Let’s define what we might mean by supply auditing and soundness. When the term is used, it is often undefined in a way that doesn’t help the discussion. For some people, it might mean that in any particular transaction, you can see the amounts being used and do simple arithmetic to convince yourself that no new assets were created in an attempt to game the supply. Transparent assets like Bitcoin or Ethereum do this; look at any transaction in a block explorer, and you’ll see the amounts consumed and generated. For others, it might mean that whatever more complex mathematics is used for balance assertion is unlikely in practice to lead to problems that could allow unwanted inflation.
The transparent approach to supply is a design choice, and it has tradeoffs. As has been debated endlessly in blog posts and academic papers and conferences, you might not want the amounts involved in your transactions to be visible to the entire world. This could lead to personal risk, but also reduces the fungibility of the asset and can lead to all sorts of adversarial heuristics or shenanigans involving transaction acceptance. Transparent amounts, even when denominated, can be detrimental for privacy and fair use.
Other projects make different design choices intentionally, using different mathematics. In assets that focus more heavily on fungibility, amounts are typically not presented in the clear. Take popular projects like Monero or (shielded) Zcash, for example. In these projects, amounts are hidden using cryptographic structures called Pedersen commitments. To show that a transaction balances, the sender generates a signature or proof that uses clever (but well-understood) arithmetic on these hidden amounts to demonstrate to the network that no new assets were created. This helps with indistinguishability, which is beneficial for fungibility, security, and privacy.
To examine the different kinds of risk between transparent and “opaque” design choices, let’s consider three (intentionally) broad types of problems that could arise:
- Cryptographic hardness assumption breaks
- Implementation flaws leading to detectable inflation
- Implementation flaws leading to undetectable inflation
The first class is a break of a fundamental cryptographic hardness assumption. Modern digital security relies heavily on assumptions that certain mathematical problems (like the discrete logarithm problem) are computationally difficult. It is not possible to prove that these problems are hard, but decades of research and use implies this. If an adversary were able to efficiently solve the discrete logarithm problem, for example, they could recover Bitcoin, Ethereum, Zcash, or Monero private keys and steal funds. But relating to supply, solving related hardness problems would allow an adversary to represent a different amount in a Pedersen commitment than was originally intended, fooling the network and inflating supply in an opaque asset. In short, breaking soundness is not a practical risk. The computational complexity required to pull off such a stunt (barring an arguably far-off-in-the-distance breakthrough that breaks the entire internet’s security) is absurdly, time-scale-of-the-universe high.
The second class is implementation flaws leading to detectable inflation.

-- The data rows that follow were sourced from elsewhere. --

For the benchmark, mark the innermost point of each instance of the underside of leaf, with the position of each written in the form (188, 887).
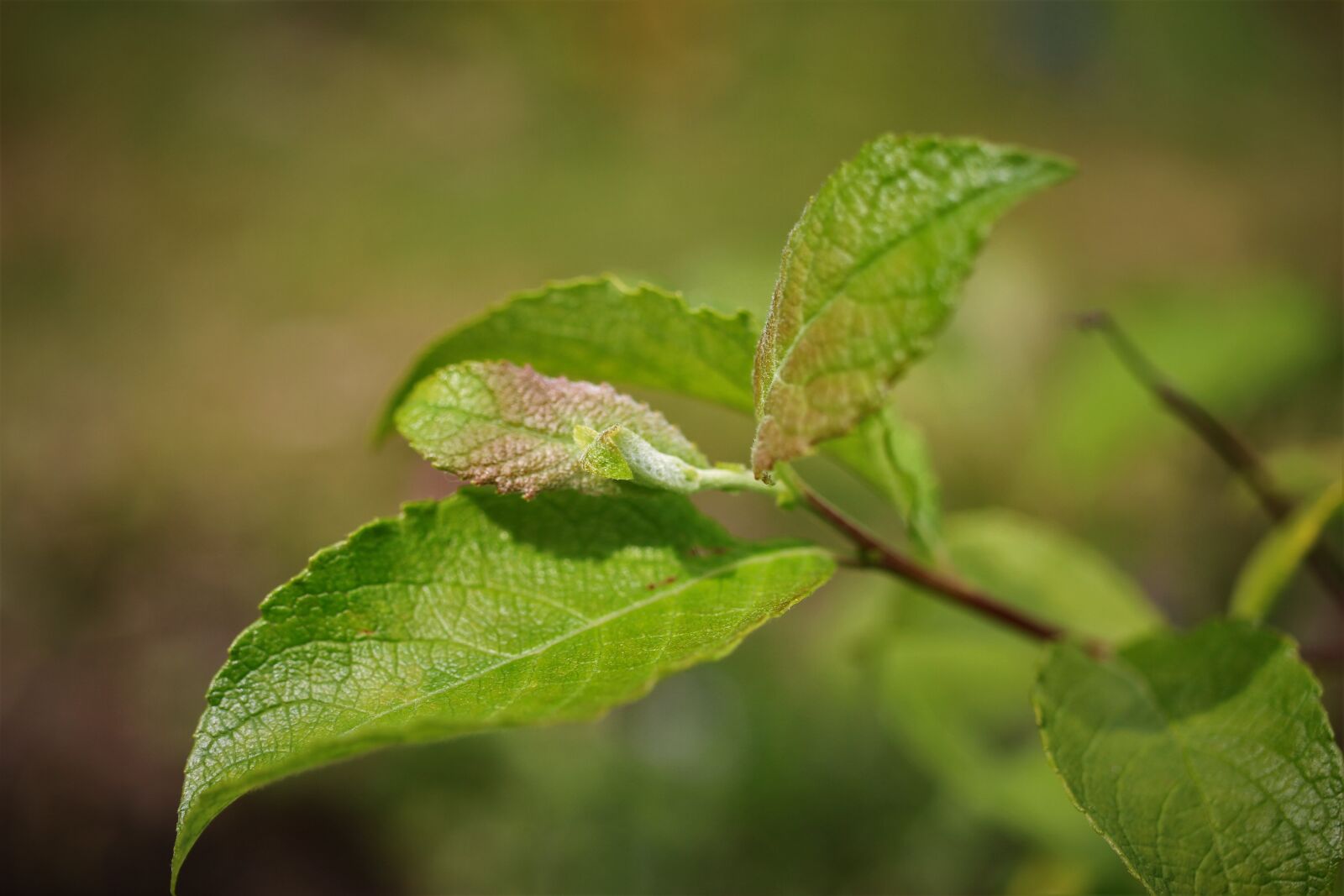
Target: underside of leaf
(492, 422)
(475, 613)
(870, 275)
(600, 329)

These can come in all shapes and sizes, and have affected transparent assets (like Bitcoin in two separate incidents) and opaque assets (like Monero). In the case of one Bitcoin incident, inflation did occur, but nodes chose to fork the blockchain to revert inflated funds. In the other linked Bitcoin incident and Monero incident, it was verified that no inflation occurred.
The third class is implementation flaws leading to undetectable inflation. Such flaws could arise in many ways, but are limited to opaque assets (like Monero or shielded Zcash) where it is not possible to simply count the currently-available supply. Such a flaw affected Zcash. In this case, it is worth noting that the use of transparent fund migration means that an attempt to move enough exploited funds through the transparent Zcash pool could be detected and would result in any remaining funds (including those of honest users) being permanently frozen. It could be possible to modify the Monero protocol to produce similar supply detection, but this introduces additional risks, reduces privacy and fungibility, and would still require a decision relating to fund freezing; there are no plans to do this.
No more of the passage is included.